Blueberry is a more than 30-year-old pancake tortoise. They're native to Africa, and Blueberry was the 62nd animal to make his way through the gates of Riverbanks Zoo and Garden in the 1980's. And – he's hangin' on to his residence like the relative that never leaves.
And thirty years is a long time to get along with your neighbors. Or - so says the hole that spans from Blueberry's sinuses into the roof of his mouth. Keepers said it's likely from a sparring match with another tortoise.
"When we first discovered this problem, his sinuses were unfortunately packed with hay and a bunch of other food material," said staff veterinarian, Paige Brock. "You can imagine having all that gunk in your sinuses… didn't feel super pleasant."
It became a system of trial and a whole lot of error for Brock. After several fails, she decided it was time to reach out for help.
"If we weren't able to control food being pushed up into that area, we were starting to have to talk about his quality of life," Brock said. "It was a serious thing. It might seem like a minor thing, but it was potentially becoming a life-threatening problem."
Brock reached out to Palmetto Health USC-Dentistry to see if dentists and prosthodontists there could help her come up with a solution for old man Blueberry.
"It really was one of those things where we were looking for a lifesaving change here and that's what they were able to provide to us," Brock said.
Dr.

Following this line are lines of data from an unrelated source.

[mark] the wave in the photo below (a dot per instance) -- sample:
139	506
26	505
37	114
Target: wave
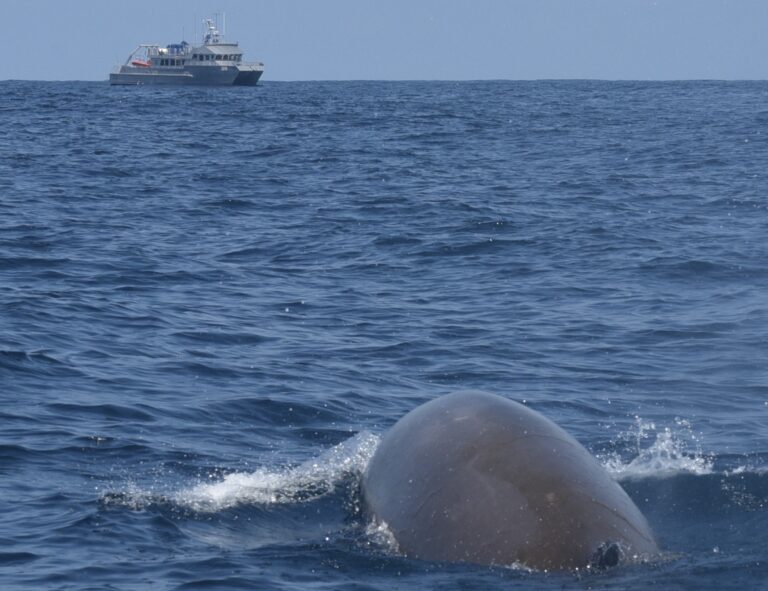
659	453
308	481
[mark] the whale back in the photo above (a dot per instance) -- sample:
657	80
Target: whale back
474	477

Cindy Nichols, a prosthodontist with the group at Palmetto Health USC-Dentistry, worked with zoo staff and a lab in Georgia to help come up with a prosthetic obturator that could be used inside the cavity spanning Blueberry's sinuses. The team created impressions and sent off the molds for a permanent structure.
It's the one that Brock and her veterinary technician have been removing and replacing for the past three months – and it's working.
Brock and her tech place Blueberry under general anesthesia before removing, cleaning and replacing the obturator every few weeks.
"We feel like we've saved Blueberry's life by closing the hole," said Dr. Nichols.
It's a sentiment the vets at Riverbanks are certainly seeing in real time.
"All of the inflammation has gone down, it's a nice healthy pink color and you can see some of the sinus spaces," said Brock. "That sinus headache should be all gone down."
So – why the name Blueberry, you might be wondering? Just ask Brock.
"When you have to anesthetize a pancake tortoise every day for 3-6 months you have to come up with something exciting," she said. "I wanted to be able to say: 'Can someone please bring me a blueberry pancake?!'"
To Brock's knowledge, this is the first time a procedure like this has been performed on a pancake tortoise.